Jeu. Juil 25th, 2024

Par Camille Lemarié 

Le vendredi 20 octobre, le président américain Joe Biden a réclamé au Congrès une rallonge budgétaire de 105 milliards de dollars pour soutenir l’Ukraine et Israël, affronter la Chine et répondre aux arrivées de migrants à la frontière mexicaine. 

Dans sa seconde allocution prononcée dans le bureau ovale, Joe Biden déclarait le jeudi 19 octobre qu’un tel budget permettrait de soutenir en « urgence » les « partenaires essentiels » des États-Unis. Selon lui, « il s’agit d’un investissement intelligent qui sera bénéfique pour la sécurité des États-Unis pendant des générations ». 

Une réponse aux crises internationales et à l’immigration 

Le discours du président démocrate reflète une vision étendue des obligations des États-Unis à l’étranger. « Le monde nous regarde et le peuple américain attend à juste titre de ses dirigeants qu’ils s’entendent pour répondre à ces priorités », a commenté Shalanda Young, directrice des affaires budgétaires de la Maison-Blanche. 
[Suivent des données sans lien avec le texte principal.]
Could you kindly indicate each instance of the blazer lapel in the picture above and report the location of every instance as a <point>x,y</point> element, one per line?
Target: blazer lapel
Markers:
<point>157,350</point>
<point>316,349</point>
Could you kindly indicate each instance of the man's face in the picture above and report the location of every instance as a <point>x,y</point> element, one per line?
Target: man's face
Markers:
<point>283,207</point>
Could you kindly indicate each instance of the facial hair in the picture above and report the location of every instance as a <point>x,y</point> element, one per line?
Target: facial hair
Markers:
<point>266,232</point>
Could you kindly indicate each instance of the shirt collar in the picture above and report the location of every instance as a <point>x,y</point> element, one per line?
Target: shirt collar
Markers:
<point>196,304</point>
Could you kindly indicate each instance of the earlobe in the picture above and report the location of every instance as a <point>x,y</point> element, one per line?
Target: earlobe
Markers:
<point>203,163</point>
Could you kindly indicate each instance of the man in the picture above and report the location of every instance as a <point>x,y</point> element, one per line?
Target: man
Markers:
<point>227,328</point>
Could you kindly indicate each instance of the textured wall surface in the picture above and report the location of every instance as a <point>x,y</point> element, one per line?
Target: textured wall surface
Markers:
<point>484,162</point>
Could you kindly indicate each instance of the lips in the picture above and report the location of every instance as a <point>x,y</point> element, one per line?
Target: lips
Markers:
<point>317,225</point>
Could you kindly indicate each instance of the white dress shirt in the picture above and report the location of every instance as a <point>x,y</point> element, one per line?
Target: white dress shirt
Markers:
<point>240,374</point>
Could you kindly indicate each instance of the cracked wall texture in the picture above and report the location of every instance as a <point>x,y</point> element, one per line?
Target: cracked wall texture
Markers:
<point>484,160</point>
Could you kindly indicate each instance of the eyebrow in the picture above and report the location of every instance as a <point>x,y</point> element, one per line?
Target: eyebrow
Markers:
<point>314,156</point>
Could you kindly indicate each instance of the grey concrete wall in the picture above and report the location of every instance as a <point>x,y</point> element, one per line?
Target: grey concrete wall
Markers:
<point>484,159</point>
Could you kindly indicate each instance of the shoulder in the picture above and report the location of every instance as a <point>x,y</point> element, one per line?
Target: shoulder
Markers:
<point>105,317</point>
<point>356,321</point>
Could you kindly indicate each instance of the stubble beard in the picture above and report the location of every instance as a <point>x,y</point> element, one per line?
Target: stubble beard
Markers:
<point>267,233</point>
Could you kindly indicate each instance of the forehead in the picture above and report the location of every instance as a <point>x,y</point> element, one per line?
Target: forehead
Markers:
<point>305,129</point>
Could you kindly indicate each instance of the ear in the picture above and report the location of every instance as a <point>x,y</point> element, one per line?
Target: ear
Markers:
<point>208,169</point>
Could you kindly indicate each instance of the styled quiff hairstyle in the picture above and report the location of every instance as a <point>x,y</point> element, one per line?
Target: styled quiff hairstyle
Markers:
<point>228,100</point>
La rallonge budgétaire demandée par M. Biden inclut 61,4 milliards de dollars pour l’Ukraine (dont 30 en armement), 14,3 milliards de dollars pour Israël (dont 10,6 en armement) et 9 milliards de dollars pour répondre aux crises humanitaires internationales. À cela s’ajoutent 12 milliards de dollars pour la gestion de l’immigration et la lutte contre le trafic de fentanyl à la frontière entre les États-Unis et le Mexique. Puis, 7,4 milliards de dollars sont également destinés à des investissements miliaires et économiques dans la région indo-pacifique, dont Taïwan, objet du désir de réunification de la Chine. 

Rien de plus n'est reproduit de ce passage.